Triple-decker blogging: Father Godfrey (II and III)
As it moseyed along, Father Godfrey shifted from straight-up nostalgia into something more along the lines of Disraeli's Young England trilogy (albeit without anyone truly impoverished...) or Carlyle's Past and Present. One half of the plot turned into an account of how a modern Captain of Industry might develop; the other tracked the simultaneous implosions of both the old aristocracy and the medievalisms of both Roman and Anglo-Catholicism. The Foxleys turn out to be a historical dead end, whose patriarch "had spent his existence in vain desires to re-animate the dead, instead of endeavouring to inspire the living with the old goodness and the old beauty which he so reverenced and lamented; but which, let us eagerly hope, belong exclusively neither to the past nor the present" (II.165-66); this quasi-zombie family has unfitted itself for modernity because the husband's conservatism is solely about trying to stop time, rather than engage in ongoing negotiations between past and present. Colonel Foxley's love for the past is, in that sense, rather selfish. Leigh Wynford's backfired romance with their daughter, Elfrida, turns out to be a blessing: it frees him up for Helen Godfrey, a woman who embraces work. Leigh himself, who falls apart in spectacular and devastating ways after being jilted, redeems himself (prodigal son-like) by working for Helen's employers, the Higginsons. (As Helen later points out to him, his refusal to contact his parents is itself selfish, even though the outcome is good.) After this experience, the future Captain of Industry looks out at the world and sees "'class rising up against class, even sex against sex, till the whole fabric of social existence seems about to be dissolved into a mere aggregate of hostile atoms, which have lost their cohesive power—the house divided against itself—which cannot stand!'" (III.259). By uniting trade and gentility, Leigh seeks to combine the conservative and modernizing impulses separately incarnated in the Foxley/Wynford and Higginson families, and thus transform England through the power of his personal example.

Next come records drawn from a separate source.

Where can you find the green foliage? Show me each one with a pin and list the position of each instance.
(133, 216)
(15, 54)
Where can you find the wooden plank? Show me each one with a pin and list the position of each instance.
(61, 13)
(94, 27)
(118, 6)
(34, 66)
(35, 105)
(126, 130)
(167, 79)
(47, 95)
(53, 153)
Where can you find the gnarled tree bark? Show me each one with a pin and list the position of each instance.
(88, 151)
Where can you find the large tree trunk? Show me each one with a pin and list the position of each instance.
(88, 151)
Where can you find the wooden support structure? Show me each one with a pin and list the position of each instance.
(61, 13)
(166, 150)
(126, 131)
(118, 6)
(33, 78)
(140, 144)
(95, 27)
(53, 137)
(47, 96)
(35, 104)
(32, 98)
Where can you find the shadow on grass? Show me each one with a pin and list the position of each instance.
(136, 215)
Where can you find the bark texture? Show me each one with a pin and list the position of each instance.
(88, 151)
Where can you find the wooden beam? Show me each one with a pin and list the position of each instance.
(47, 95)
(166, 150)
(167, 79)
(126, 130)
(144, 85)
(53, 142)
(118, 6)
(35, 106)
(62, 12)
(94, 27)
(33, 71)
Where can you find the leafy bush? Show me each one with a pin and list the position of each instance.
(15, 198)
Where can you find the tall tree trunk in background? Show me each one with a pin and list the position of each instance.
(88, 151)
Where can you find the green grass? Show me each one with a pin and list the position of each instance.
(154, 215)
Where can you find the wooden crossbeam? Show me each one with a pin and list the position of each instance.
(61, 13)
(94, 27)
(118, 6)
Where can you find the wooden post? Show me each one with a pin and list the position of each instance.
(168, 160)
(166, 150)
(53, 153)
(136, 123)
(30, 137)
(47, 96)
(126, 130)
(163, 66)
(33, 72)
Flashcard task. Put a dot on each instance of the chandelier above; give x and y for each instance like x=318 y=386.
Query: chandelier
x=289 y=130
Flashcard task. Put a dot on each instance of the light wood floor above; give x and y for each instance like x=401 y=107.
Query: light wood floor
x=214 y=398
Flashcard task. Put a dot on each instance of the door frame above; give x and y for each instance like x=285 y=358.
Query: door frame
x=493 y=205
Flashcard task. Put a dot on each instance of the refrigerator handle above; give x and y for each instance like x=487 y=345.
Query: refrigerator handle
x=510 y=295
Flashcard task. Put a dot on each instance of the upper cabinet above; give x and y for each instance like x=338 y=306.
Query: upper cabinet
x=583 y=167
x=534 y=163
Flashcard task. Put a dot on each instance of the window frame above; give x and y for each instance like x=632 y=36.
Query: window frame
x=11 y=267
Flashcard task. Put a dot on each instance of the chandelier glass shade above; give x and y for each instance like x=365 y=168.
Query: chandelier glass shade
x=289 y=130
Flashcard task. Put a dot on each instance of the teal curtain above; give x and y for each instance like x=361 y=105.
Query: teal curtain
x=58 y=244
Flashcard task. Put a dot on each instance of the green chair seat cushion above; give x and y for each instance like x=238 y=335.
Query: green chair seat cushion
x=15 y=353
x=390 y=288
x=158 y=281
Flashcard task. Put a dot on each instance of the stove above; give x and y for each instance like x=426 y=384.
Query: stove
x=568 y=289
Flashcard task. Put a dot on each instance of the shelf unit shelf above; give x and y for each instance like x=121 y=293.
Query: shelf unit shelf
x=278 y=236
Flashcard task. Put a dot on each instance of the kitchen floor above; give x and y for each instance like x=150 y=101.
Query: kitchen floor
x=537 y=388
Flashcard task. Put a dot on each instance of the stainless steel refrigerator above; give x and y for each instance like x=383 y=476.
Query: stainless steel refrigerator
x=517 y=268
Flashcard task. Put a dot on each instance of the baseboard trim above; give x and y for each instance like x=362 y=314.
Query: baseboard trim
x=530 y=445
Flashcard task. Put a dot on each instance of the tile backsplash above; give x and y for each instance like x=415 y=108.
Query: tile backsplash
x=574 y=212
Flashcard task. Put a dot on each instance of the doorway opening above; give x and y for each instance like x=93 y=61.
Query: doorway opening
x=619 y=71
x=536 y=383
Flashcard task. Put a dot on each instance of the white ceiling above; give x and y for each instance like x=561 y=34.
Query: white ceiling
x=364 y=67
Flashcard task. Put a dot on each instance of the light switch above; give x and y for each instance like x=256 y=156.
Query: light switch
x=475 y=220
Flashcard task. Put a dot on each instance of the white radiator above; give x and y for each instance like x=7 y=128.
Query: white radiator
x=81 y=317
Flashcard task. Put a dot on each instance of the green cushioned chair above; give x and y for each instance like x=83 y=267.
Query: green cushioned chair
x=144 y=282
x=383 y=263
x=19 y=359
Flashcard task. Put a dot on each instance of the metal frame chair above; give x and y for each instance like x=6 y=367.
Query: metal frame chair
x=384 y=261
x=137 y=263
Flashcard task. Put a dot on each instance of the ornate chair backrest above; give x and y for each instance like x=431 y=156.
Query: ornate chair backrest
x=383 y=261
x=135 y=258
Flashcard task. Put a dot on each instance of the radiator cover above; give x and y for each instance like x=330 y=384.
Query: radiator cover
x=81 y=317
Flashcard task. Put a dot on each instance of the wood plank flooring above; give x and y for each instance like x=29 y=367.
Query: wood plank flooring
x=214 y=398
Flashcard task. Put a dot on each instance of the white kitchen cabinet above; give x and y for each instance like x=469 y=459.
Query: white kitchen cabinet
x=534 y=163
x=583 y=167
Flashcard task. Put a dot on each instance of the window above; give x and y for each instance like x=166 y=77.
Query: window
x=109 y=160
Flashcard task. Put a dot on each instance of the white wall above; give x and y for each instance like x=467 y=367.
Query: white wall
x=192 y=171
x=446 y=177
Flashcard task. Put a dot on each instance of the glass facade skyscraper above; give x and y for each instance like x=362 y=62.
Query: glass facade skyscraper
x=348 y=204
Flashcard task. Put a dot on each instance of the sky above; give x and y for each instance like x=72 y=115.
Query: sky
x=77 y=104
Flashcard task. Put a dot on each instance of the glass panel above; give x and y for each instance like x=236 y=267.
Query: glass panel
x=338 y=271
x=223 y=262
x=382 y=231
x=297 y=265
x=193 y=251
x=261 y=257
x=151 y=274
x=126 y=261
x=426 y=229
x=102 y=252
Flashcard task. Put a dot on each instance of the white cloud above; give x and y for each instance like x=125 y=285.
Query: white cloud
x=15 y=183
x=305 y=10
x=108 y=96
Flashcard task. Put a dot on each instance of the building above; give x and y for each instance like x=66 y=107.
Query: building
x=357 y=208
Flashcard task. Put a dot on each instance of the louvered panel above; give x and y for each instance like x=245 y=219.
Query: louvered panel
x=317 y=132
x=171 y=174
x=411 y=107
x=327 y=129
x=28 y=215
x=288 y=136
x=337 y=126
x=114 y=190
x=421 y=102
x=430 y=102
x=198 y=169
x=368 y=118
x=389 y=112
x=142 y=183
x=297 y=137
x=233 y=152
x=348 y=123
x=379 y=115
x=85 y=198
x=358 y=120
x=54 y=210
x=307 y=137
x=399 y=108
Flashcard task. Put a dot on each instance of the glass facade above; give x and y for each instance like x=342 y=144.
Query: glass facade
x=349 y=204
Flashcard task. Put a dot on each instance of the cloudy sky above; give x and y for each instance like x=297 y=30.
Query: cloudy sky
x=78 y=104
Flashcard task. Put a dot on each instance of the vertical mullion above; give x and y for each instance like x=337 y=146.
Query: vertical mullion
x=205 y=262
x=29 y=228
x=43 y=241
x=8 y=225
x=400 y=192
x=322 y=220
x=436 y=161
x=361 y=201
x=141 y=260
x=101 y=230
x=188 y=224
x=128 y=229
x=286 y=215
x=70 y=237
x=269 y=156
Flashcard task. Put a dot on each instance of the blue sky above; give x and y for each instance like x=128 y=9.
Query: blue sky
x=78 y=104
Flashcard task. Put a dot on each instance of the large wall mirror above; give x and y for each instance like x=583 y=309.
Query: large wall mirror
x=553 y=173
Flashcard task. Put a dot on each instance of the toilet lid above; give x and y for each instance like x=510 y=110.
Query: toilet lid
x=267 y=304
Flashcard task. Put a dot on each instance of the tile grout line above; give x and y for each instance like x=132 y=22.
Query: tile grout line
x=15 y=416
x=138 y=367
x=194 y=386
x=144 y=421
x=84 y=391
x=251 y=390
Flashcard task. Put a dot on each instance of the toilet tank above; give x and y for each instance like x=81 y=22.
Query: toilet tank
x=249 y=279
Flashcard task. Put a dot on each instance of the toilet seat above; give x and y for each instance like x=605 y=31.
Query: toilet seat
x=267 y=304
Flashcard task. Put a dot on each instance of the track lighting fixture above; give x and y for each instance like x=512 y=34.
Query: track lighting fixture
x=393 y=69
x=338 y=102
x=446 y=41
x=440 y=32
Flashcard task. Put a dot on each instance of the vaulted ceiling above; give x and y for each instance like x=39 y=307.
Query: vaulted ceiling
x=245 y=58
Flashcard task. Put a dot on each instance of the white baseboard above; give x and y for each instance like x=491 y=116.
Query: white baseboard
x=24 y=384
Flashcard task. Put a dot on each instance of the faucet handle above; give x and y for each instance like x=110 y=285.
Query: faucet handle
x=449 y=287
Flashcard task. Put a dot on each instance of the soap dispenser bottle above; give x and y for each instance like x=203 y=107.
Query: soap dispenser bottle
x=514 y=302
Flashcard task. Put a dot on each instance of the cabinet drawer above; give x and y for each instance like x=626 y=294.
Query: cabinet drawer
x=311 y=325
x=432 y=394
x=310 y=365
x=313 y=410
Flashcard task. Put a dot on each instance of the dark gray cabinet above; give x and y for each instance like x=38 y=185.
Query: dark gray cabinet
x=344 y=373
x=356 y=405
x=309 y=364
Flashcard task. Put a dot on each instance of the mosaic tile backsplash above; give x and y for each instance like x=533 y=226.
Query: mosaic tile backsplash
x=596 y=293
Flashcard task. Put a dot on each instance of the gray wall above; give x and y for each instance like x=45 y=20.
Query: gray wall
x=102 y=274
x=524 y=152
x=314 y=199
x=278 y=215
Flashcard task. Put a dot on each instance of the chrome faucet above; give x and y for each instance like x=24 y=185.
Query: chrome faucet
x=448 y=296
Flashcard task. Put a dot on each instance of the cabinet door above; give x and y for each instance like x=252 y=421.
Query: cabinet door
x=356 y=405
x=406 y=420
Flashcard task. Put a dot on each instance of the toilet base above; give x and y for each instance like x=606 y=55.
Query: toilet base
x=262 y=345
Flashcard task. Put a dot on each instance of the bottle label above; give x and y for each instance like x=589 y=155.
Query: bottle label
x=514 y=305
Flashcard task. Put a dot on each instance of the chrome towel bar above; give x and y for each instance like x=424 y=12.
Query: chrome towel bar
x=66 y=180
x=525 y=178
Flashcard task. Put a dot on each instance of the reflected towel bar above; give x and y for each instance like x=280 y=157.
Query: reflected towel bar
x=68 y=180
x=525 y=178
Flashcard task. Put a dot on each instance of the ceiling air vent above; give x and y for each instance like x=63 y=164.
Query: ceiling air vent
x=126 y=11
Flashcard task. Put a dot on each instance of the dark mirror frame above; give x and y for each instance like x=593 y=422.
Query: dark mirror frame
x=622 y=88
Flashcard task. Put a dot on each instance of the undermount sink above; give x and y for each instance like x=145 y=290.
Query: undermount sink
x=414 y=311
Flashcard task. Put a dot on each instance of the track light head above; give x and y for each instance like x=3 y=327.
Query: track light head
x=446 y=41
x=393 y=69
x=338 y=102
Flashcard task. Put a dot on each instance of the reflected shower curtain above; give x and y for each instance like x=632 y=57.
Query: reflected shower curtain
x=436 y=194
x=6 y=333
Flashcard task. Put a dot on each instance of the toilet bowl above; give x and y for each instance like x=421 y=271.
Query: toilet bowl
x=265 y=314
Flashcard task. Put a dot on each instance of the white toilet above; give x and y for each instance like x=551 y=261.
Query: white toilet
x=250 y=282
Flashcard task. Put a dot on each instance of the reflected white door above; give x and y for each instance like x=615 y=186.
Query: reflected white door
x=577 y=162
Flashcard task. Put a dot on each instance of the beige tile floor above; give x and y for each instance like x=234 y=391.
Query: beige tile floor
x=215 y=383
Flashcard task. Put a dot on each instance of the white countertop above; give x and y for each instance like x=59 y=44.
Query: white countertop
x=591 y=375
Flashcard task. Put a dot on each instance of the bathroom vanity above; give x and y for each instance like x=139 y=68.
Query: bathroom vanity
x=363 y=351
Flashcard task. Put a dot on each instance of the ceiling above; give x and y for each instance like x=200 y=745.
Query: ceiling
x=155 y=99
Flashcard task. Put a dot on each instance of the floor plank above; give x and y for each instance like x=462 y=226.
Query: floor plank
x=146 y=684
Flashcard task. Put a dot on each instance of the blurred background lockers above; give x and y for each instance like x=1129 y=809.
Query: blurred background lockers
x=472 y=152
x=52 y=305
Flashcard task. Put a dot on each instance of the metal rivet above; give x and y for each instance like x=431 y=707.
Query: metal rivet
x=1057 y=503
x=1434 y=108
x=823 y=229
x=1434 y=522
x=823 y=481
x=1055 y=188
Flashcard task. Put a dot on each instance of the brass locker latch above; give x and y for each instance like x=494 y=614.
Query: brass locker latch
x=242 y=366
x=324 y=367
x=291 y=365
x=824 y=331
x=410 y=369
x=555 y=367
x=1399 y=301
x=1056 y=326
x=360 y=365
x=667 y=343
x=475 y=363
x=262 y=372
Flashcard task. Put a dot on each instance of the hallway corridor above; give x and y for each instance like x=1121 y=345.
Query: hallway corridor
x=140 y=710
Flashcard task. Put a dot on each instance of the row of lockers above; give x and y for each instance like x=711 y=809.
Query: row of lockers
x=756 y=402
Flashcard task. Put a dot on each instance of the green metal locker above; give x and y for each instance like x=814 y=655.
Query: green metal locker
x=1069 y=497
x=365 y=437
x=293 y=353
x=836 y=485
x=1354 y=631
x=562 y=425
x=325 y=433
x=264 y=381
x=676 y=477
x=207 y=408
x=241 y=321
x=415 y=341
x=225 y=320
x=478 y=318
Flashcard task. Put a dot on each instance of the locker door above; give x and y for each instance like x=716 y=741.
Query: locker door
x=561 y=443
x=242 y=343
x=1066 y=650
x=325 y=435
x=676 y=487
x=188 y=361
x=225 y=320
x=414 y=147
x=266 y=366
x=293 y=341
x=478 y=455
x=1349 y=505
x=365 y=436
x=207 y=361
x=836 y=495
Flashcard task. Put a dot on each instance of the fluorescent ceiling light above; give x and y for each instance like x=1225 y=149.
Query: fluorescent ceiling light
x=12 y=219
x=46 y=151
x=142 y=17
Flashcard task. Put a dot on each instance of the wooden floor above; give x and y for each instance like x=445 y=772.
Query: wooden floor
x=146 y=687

To rejuvenate modern England, though, the novel runs roughshod over Elfrida (quite literally, as you'll see in a moment). Elfrida, the last of the Foxleys, is "weak and unhappy" (II.111), a beautiful yet relentlessly selfish woman who proves useless to her bereaved mother. Her selfishness manifests itself not in outward hostility, but in an intense care for her own emotional comfort; she hurts others accidentally, not intentionally, in part because she is also rather unintelligent. And she proves infinitely attractive to men--first the Anglo-Catholic priest, then Leigh Wynford, and finally (and worst of all) Father Godfrey himself. But to be attracted to Elfrida is to be selfish, for Elfrida has no character of her own--she yearns to be molded and protected by a strong man, who in turn will find in Elfrida a woman who appears suited to his every taste. In this novel, weakness corrupts, and Elfrida corrupts absolutely. To fully preserve post-industrial England, men must abandon Elfridas and turn to Helens. Leigh Wynford suffers an emotional breakdown, but the duel between Mr. Summerwood and Father Godfrey turns into something even worse. The novel invokes the clerical romance trope, in which heterosexual desire "proves" the impossibility of celibacy: Father Godfrey falls in love with Elfrida and, in the middle of a symbolic storm, gives voice to his passion (III.126-29). (Elfrida once saw a friend killed by a lightning strike, and the novel links storms to her shifts from religious conviction to religious conviction, man to man, and so forth.) This moment heralds the death knell of Godfrey's religious convictions, but his marriage proposal dooms the woman whose reputation it is intended to save. For the disappointed and jealous Mr. Summerwood, acting out a classic anti-Catholic narrative, insists that Elfrida has been damned by some infernal trick on Godfrey's part, and that she is "betrayed to eternal perdition" (III.238). (It's worth noting that Mr. Summerwood's twisted manifestations of his own sexuality turn out to be much more perverse than Father Godfrey's--Anglo-Catholics actually have it much worse in this novel than Roman Catholics, although the narrator approves of neither one.) Terrified, Elfrida runs away...and dies a thoroughly Carkeresque death under an onrushing train. Modernity, in other words, flattens her. Her tombstone, which closes the novel, also marks the death of an old mode of Englishness--and an old mode of English womanhood.